Last month, Gallup’s polling confirmed that the public’s understanding and concern about global warming is on the rise. In February, a poll released by the Brookings Institution showed a 7 percent increase in the number of Americans who say that the planet is warming — with that increase influenced by extreme weather events.

This isn’t really so surprising given that the last two years have brought a stunning series of extreme weather events: two record heat waves, an historic drought, above-average destructive wildfires, and two powerful hurricanes that slammed into the East Coast. In 2012, the U.S. experienced the most extreme year for weather ever recorded, according to NOAA’s Climate Extremes Index.

The world’s largest reinsurance firm, Munich Re, released a report in October concluding that the growing number of weather extremes are a “strong indication of climate change”:

Climate­-driven changes are already evident over the last few decades for severe thunderstorms, for heavy precipitation and flash flood­ing, for hurricane activity, and for heatwave, drought and wild­-fire dynamics in parts of North America.”

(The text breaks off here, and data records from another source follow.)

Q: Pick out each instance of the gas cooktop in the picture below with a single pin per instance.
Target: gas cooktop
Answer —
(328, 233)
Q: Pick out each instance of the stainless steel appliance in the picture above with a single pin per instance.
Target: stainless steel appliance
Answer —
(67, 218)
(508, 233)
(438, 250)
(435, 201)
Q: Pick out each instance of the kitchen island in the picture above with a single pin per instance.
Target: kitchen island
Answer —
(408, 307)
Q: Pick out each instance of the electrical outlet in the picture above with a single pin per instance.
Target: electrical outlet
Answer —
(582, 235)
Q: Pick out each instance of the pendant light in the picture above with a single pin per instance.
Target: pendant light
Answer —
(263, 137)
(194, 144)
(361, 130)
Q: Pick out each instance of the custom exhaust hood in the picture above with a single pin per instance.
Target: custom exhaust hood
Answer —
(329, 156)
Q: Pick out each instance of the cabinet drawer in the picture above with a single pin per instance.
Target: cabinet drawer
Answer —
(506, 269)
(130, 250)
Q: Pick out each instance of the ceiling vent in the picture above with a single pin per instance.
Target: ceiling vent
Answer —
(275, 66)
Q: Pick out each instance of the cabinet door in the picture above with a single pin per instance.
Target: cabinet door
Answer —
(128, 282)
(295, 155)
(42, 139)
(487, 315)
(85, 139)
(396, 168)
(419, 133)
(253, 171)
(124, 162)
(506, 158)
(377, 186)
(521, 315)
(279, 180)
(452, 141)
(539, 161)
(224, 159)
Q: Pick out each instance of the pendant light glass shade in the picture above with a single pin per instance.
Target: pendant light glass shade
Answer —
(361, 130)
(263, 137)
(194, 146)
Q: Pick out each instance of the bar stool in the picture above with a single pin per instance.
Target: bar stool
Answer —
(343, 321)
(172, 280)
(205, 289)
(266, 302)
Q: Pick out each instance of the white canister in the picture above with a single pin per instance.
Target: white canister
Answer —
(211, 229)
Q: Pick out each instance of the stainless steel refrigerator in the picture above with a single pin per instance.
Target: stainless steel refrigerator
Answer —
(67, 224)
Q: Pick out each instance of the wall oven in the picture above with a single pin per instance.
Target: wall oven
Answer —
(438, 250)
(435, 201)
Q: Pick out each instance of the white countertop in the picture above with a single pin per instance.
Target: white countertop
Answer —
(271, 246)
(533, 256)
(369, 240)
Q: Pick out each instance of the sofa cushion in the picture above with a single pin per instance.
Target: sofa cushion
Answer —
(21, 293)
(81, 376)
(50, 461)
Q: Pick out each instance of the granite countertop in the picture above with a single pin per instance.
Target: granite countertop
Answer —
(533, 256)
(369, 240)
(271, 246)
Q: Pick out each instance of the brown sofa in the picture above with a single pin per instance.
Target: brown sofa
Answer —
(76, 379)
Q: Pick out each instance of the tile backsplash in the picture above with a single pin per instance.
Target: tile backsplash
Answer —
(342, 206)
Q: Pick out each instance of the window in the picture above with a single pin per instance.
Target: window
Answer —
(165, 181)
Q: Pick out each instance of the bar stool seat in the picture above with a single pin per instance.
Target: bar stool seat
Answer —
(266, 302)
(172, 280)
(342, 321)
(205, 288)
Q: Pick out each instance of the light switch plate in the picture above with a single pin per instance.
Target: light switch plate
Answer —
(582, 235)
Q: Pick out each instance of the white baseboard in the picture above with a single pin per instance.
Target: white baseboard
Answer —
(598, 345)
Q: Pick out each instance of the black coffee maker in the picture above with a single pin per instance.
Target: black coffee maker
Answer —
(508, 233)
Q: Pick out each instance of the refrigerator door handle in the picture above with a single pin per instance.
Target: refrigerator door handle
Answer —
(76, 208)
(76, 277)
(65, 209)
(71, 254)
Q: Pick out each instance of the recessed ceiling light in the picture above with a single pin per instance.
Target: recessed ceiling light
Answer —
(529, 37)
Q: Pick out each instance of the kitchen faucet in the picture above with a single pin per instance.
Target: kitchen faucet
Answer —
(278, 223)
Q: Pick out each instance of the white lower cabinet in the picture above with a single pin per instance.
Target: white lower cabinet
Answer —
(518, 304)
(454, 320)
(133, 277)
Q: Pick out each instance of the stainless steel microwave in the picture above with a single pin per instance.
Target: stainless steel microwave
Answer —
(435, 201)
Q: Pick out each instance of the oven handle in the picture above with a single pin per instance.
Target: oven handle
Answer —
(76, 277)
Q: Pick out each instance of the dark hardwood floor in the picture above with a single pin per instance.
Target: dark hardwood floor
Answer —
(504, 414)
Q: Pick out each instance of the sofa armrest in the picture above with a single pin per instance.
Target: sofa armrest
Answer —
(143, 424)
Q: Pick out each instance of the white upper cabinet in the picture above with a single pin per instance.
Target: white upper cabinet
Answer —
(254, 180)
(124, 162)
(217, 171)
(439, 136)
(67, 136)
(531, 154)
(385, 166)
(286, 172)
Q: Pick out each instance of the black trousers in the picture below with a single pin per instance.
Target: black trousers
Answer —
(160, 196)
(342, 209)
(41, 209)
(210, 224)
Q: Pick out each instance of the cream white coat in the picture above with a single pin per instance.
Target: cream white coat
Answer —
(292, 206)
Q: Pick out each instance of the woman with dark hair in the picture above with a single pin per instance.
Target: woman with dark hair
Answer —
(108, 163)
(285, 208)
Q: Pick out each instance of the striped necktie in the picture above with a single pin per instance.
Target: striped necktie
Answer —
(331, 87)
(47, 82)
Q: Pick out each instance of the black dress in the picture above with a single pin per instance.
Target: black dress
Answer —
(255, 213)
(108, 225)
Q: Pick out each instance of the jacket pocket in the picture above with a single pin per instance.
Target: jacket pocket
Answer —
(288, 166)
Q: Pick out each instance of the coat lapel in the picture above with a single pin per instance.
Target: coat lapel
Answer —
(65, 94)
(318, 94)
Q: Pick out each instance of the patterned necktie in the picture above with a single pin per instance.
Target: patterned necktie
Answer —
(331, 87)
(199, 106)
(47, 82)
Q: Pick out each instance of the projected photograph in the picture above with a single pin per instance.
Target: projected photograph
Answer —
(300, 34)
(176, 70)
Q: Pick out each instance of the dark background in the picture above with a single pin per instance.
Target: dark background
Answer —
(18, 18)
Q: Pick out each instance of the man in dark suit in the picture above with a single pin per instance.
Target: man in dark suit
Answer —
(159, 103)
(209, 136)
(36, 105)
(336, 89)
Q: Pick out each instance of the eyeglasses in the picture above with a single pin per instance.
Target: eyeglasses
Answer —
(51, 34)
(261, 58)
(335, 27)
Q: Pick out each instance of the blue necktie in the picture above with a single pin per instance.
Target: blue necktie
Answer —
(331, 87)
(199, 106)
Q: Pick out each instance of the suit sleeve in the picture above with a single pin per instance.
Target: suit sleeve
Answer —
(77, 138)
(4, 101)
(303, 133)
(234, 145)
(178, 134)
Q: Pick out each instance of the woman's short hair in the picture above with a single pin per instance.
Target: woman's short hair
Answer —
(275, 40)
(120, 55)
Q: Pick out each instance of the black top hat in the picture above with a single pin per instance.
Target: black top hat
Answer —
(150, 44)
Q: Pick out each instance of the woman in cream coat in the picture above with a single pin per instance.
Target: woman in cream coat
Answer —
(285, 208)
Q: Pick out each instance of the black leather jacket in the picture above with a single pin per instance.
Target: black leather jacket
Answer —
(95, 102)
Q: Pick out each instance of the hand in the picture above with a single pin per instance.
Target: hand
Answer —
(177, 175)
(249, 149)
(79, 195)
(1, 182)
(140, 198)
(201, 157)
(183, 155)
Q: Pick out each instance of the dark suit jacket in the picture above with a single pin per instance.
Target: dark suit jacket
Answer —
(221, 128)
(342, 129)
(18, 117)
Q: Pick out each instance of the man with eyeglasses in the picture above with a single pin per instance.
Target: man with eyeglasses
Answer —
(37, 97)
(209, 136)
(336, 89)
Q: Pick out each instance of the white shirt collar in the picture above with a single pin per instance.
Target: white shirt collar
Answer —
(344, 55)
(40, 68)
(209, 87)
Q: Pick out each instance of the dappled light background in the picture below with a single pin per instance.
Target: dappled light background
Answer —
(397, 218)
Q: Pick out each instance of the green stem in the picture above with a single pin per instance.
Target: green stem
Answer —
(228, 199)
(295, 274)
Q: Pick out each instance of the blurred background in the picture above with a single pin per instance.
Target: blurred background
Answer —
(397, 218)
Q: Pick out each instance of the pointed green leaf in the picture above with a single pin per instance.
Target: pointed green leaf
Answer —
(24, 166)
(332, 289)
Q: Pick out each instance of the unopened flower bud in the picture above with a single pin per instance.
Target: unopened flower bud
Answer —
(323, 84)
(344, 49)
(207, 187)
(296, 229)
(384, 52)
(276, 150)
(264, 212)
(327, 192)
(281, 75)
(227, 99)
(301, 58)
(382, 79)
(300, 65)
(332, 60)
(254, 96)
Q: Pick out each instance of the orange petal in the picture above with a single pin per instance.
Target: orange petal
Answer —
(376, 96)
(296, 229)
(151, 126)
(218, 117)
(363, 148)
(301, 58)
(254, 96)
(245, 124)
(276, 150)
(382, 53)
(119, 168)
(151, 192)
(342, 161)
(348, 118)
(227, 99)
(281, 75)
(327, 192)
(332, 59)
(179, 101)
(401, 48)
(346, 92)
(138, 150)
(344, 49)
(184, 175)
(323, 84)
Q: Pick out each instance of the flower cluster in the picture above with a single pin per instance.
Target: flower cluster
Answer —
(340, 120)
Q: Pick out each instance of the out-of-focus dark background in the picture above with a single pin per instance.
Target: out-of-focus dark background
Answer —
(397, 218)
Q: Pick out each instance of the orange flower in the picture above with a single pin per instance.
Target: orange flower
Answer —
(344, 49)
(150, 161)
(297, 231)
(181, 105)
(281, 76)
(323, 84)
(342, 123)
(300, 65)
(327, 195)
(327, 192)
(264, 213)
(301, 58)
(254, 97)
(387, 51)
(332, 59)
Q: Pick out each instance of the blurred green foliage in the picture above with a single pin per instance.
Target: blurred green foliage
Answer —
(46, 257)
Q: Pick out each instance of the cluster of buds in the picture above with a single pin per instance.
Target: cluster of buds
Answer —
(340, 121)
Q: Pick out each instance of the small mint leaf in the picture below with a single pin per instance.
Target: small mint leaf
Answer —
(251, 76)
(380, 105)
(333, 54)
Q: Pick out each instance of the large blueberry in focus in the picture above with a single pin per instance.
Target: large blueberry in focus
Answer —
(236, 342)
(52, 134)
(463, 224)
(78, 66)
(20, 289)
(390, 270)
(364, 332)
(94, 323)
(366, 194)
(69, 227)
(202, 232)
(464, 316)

“In all likelihood, we have to regard this finding as an initial climate-change footprint in our US loss data from the last four decades. Previously, there had not been such a strong chain of evidence. If the first effects of climate change are already perceptible, all alerts and measures against it have become even more pressing,” said Peter Höppe, the head of Munich Re’s Geo Risks Research unit.

At the same time, non-climatic events (earthquakes, volcanos, tsunamis) have hardly changed, as the figure shows.

So our weather is getting more extreme, thanks in large part to climate change and, NOAA’s latest research confirms, to warming-driven Arctic ice loss as well. And the public has noticed. Now we just need our political leadership to notice.